The charges came as the U.N. appealed for more aid two weeks after the Oct. 8 earthquake, warning of another wave of deaths if survivors do not get shelter and food before the Himalayan winter sets in.
NATO has agreed to send up to 1,000 troops to Pakistan to boost relief efforts.
"We urgently need tents, shelter and helicopters for inaccessible areas," said Jan van de Moortele, the UN”s humanitarian aid coordinator for Pakistan. "Time is against us. We can buy everything with money, but not time."
Relief operations have taken on increasing urgency as temperatures drop. In Kashmir, snow has already fallen in the high mountains, and in upland villages, temperatures are below freezing at night.
Van de Moortele said at the current rate, some 200,000 tents will be in the country by winter — only enough to house about half the homeless families.
New York-based Human Rights Watch accused civilian authorities, working under military supervision, of storing tents and other needed relief goods at a supply depot in Muzaffarabad, the city at the heart of the quake-shattered region in Pakistani Kashmir.
Pakistani officials at the scene told the organization this was being done "so that they would be able to avoid problems when senior military and civilian officials demand supplies that otherwise would not be available," the group said in a statement.
One official said he would be fired if he gave out tents, the group added.
"Tents are the difference between life and death," said Brad Adams, Asia director for Human Rights Watch. "It is essential for the public to know that aid is being handled in a non-arbitrary, nondiscriminatory manner."
Pakistan”s chief army spokesman, Maj. Gen. Shaukat Sultan, called the accusation "a totally baseless and wrong report."
"At present, there is no need to store, and there is no place to store these things, which we desperately need at this point in time to save tens thousands of people rendered homeless due to the massive destruction," he said.
Sultan said relief goods were being received and then distributed to forward bases in affected regions, where quake survivors could obtain them.

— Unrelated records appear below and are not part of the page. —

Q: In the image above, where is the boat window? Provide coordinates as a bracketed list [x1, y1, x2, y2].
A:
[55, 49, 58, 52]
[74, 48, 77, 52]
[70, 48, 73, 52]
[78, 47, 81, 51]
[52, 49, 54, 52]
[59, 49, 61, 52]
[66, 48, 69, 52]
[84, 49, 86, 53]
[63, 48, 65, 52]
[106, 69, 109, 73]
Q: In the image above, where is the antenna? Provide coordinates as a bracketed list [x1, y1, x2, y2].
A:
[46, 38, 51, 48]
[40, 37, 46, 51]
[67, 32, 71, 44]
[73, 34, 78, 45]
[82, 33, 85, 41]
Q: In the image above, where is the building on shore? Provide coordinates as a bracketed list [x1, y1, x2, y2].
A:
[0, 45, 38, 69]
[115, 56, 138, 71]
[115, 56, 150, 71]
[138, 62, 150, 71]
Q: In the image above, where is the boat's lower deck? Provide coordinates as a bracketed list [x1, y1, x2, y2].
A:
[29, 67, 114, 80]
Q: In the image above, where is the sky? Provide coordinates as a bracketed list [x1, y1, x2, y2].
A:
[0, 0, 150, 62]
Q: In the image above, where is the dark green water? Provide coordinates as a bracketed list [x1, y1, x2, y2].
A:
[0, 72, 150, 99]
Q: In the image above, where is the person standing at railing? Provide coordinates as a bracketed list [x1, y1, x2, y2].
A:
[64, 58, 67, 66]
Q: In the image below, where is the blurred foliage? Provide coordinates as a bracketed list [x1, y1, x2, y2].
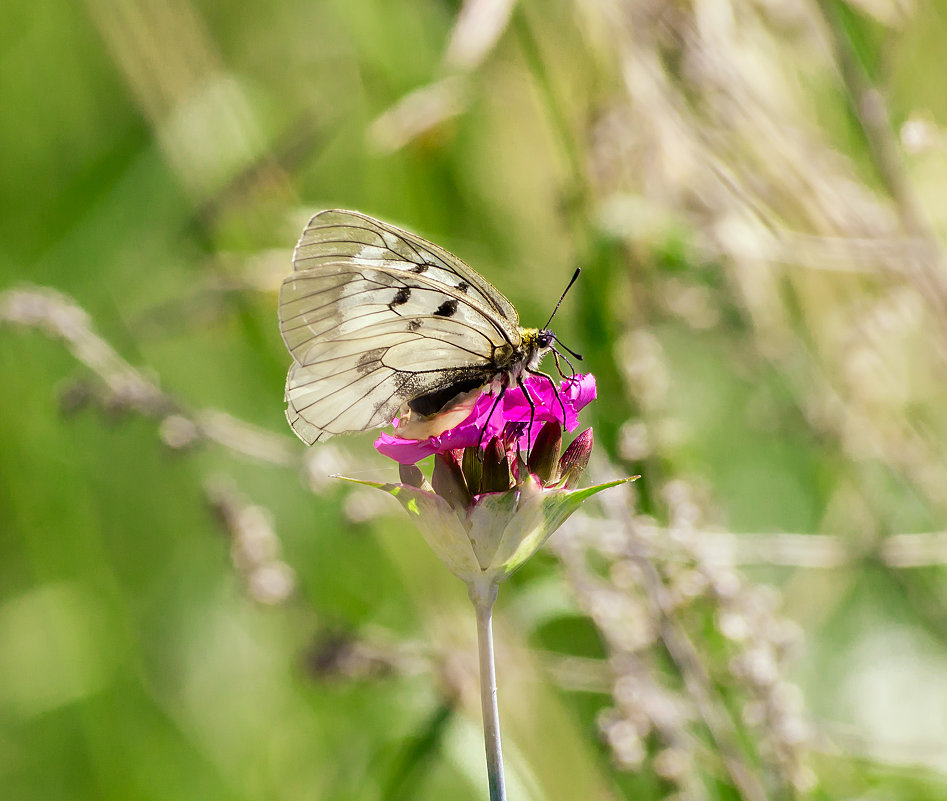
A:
[3, 0, 947, 799]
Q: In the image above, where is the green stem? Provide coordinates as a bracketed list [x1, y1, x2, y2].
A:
[470, 579, 506, 801]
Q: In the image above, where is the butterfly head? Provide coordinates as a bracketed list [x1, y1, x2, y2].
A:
[517, 327, 553, 370]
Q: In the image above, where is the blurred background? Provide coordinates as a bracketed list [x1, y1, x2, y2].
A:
[2, 0, 947, 799]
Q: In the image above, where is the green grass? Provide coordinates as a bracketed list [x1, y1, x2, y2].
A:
[3, 0, 947, 798]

"Now we are trying to regulate more effectively the relief, which was disbursed in the first phase in chaotic conditions," he said.

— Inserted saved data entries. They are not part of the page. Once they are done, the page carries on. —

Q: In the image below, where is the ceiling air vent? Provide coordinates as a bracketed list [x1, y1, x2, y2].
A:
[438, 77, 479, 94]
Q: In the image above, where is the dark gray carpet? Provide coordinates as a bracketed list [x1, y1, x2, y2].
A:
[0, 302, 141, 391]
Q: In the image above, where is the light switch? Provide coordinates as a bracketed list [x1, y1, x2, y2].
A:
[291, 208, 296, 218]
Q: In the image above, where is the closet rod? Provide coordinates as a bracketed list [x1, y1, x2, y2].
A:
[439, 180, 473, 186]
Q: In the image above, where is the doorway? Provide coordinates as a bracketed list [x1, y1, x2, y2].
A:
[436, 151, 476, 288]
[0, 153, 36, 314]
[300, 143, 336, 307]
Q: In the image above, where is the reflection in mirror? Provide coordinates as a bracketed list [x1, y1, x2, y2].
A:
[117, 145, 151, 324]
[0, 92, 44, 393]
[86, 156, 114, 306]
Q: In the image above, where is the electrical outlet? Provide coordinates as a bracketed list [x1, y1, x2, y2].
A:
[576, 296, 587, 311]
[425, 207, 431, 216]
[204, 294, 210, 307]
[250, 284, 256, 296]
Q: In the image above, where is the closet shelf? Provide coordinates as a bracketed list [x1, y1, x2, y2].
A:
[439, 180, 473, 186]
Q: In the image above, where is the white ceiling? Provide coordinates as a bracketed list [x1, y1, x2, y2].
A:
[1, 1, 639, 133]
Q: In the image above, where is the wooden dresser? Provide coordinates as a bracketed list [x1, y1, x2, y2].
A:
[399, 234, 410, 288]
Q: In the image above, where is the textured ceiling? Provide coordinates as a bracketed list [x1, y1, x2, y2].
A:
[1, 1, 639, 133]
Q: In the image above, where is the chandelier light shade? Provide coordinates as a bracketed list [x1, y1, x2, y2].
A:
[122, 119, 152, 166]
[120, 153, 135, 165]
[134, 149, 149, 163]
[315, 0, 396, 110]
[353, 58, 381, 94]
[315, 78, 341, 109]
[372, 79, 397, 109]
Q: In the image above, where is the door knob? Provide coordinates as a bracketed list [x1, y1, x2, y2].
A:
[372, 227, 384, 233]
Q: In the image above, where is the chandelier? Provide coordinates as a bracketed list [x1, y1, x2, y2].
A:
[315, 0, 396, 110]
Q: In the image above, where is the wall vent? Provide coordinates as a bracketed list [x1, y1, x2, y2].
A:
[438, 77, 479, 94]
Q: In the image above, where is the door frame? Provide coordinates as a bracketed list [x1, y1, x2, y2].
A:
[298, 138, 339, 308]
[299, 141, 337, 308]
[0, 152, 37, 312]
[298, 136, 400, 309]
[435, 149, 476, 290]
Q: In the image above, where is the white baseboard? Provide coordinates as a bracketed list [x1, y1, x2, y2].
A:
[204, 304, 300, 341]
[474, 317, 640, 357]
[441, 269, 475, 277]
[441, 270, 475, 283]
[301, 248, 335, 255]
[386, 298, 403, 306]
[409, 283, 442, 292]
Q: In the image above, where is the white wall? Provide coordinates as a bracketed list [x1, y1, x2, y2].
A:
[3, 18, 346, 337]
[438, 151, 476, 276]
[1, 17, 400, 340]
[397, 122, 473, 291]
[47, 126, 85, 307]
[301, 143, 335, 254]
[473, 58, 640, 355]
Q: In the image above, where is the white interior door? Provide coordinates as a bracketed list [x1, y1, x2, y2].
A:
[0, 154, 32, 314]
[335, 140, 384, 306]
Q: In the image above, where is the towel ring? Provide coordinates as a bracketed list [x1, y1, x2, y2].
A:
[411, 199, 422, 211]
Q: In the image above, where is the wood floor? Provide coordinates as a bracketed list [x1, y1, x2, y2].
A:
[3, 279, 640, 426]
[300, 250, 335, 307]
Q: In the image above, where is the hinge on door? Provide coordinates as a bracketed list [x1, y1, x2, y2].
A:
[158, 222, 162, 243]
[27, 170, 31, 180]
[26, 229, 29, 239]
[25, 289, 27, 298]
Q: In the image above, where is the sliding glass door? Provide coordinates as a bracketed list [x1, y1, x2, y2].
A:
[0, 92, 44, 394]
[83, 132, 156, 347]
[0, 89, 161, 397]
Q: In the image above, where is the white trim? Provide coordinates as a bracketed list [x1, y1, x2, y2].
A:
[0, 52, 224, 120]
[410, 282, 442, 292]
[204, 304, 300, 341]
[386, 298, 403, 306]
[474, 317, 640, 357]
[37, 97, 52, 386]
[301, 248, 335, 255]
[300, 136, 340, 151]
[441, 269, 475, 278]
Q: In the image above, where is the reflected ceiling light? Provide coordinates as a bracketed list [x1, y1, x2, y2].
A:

Liaquat Hussain, deputy commissioner of Muzaffarabad, also denied the report. He said the civil government had set up a registration system for relief goods coming through official channels and indicated that Human Rights Watch may have misunderstood what it saw.
"It is part of the system. We have a registration location … where we do check and register the supplies coming through the official channel, and then forward them to the most deserving locations in the affected areas," he said.
The quake, which killed an estimated 79,000 people and left more than 3 million homeless, has also created one of the most logistically challenging disasters.
U.N. officials said the international response to calls for aid had fallen far short of the need.
U.N. Secretary-General Kofi Annan sent letters Friday to all member nations, appealing for urgent contributions and repeating his fears that a dramatic increase in deaths could occur if more relief fails to arrive.
The next few weeks were critical, Annan said, urging the world to demonstrate "the same sense of global solidarity and commitment that we saw in the wake of the tsunami" that hit the Indian Ocean region on Dec. 26.
NATO allies agreed Friday to dispatch up to 1,000 troops — including military engineers, medics and others — to reinforce the earthquake relief effort, and to send 12 giant C-17 cargo planes loaded with supplies.
However, the alliance said it would only be able to muster five additional helicopters.
Currently, 65 helicopters — from nations including Pakistan, the United States, Afghanistan, Japan, and Germany — are being used to haul relief goods and evacuate the injured from remote areas. They have been flying virtually nonstop, but have yet to reach many of the estimated half million people still in desperate need of aid.